Market Hari Ini 12 Feb 2024 Penulis: KabarBursa.com Editor: Tim Editorial

Emiten Emas Genjot Target Penjualan di Tahun Naga Kayu

Emiten Emas Genjot Target Penjualan di Tahun Naga Kayu
Emiten Emas Genjot Target Penjualan di Tahun Naga Kayu

KABARBURSA.COM-Beberapa emiten emas dan perhiasan bersaing meningkatkan target penjualan tahun ini.

Sekretaris Perusahaan Aneka Tambang, Syarief Faisal Alkadrie, mengungkapkan bahwa PT Aneka Tambang Tbk (ANTM) atau Antam akan terus meningkatkan kinerja produksi dan penjualan semua komoditas intinya. "Antam akan memprioritaskan strategi pengembangan basis pelanggan dalam negeri, terutama pada produk emas, bijih nikel, dan bauksit," jelasnya dikutip Senin 12 Februari 2024.

Antam, kata Faisal juga akan fokus pada pengelolaan biaya operasional, menjaga cash cost agar tetap kompetitif, serta terus melakukan inovasi bisnis. "Meskipun volume produksi dan penjualan emas Antam mengalami penurunan sepanjang tahun lalu, perusahaan berhasil mencapai target produksi yang ditetapkan," ujar dia.

Pada tahun 2023, Antam menjual 26.129 kg emas.

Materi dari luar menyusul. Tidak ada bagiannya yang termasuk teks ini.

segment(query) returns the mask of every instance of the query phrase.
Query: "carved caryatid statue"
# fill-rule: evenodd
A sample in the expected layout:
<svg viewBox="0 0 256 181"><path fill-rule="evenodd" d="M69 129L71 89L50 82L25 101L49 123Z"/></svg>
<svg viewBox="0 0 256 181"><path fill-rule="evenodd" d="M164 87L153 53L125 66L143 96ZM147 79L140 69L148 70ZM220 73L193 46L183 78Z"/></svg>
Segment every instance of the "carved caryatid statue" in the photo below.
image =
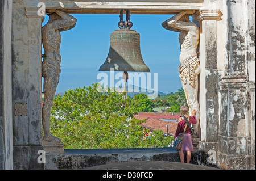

Namun, penjualan ini turun 25,27 persen dibandingkan dengan tahun sebelumnya.

PT United Tractors Tbk (UNTR), anak perusahaan PT Astra International Tbk (ASII), juga menaikkan target produksi emasnya dari Tambang Emas Martabe di Tapanuli Selatan.

Sekretaris Perusahaan United Tractors Sara K. Loebis menyatakan bahwa penjualan emas Tambang Martabe ditargetkan mencapai 210.000 oz tahun ini, naik dari tahun sebelumnya."Diperkirakan penjualan emas Tambang Sumbawa Jutaraya (SJR) sekitar 25.000 oz, sehingga total proyeksi penjualan emas UNTR tahun ini adalah 235.000 oz," jelasnya.

Untuk mendukung rencana bisnis emas, kata Sara, UNTR mengalokasikan belanja modal sebesar Rp 1,8 triliun.

Selain produsen, emiten di sektor hilir emas juga meningkatkan target penjualan tahun ini. Salah satunya adalah PT Hartadinata Abadi Tbk (HRTA).

Direktur Hubungan Investor HRTA Thendra Chrisnanda, mengungkapkan bahwa pendapatan HRTA diproyeksikan tumbuh 30 persen secara tahunan. "HRTA menargetkan pertumbuhan harga jual rata-rata 5 persen tahun ini. Perusahaan juga berupaya memaksimalkan peluang pasar ekspor, dengan target penjualan ekspor menyumbang 30 persen dari total pendapatan konsolidasian di akhir tahun 2024," bebernya.

Kemitraan ekspor perhiasan emas ke India dengan RKD Solutions menjadi langkah HRTA dalam memperluas pasar internasionalnya. Transaksi ini diperkirakan bernilai US$ 113,51 juta atau setara dengan Rp 1,77 triliun.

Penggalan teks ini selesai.